Jawbone’s patent infringement claims were found invalid, according to court documents, as they did not provide any innovative concept and instead sought monopoly over the very idea of collecting sleep and health data. The abstract nature of the some of those patents and the conclusion that they simply purport the use of computers for what used to be human activity is what made the infringement claims ineligible in court.
The development reflects a victory for Fitbit, which has been dealing with Jawbone’s patent infringement accusations as it stole trade secrets from the company by poaching its employees. As for Jawbone, which entered the wearable market five years back and failed to make much of a mark in it, the litigation is a chance to monetize off of Fitbit’s success. However, the two patents which have been dismissed represent a small subset of the many claims Jawbone has raised. Fitbit still has to contend with the accusation that it stole Jawbone’s trade secrets as well as the allegation that Fitbit used aggressive hiring tactics to damage the company’s business, contacting about 30% of Jawbone employees. Meanwhile, Fitbit also sued Jawbone for patent infringement in Federal Courts, including one in San Fransciso, over the technology used in its devices.

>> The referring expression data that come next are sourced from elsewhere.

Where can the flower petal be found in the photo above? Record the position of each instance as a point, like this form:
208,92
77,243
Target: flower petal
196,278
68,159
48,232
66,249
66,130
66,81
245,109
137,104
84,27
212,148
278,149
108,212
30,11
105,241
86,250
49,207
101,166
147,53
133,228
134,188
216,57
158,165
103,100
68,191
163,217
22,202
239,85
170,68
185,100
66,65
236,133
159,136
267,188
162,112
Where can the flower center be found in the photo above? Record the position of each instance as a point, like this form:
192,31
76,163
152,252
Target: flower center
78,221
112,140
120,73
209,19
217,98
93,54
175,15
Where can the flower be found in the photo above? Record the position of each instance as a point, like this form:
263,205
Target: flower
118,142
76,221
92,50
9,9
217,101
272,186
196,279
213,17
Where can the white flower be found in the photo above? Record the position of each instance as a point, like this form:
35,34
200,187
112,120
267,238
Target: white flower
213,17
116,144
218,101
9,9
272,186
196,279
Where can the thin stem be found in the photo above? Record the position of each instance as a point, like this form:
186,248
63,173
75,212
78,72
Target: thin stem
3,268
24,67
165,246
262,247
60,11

Fitbit is currently the leader in the wearables segment with close to a 30% market share as it competes with larger rivals like Apple Inc. (NASDAQ:AAPL), whose competing product, the Apple Watch, has managed to gain only a 15% share of the wearable market. The company has rebounded from a tough year into 2016 with two new watches each of which sold one million units within a month of their release in March.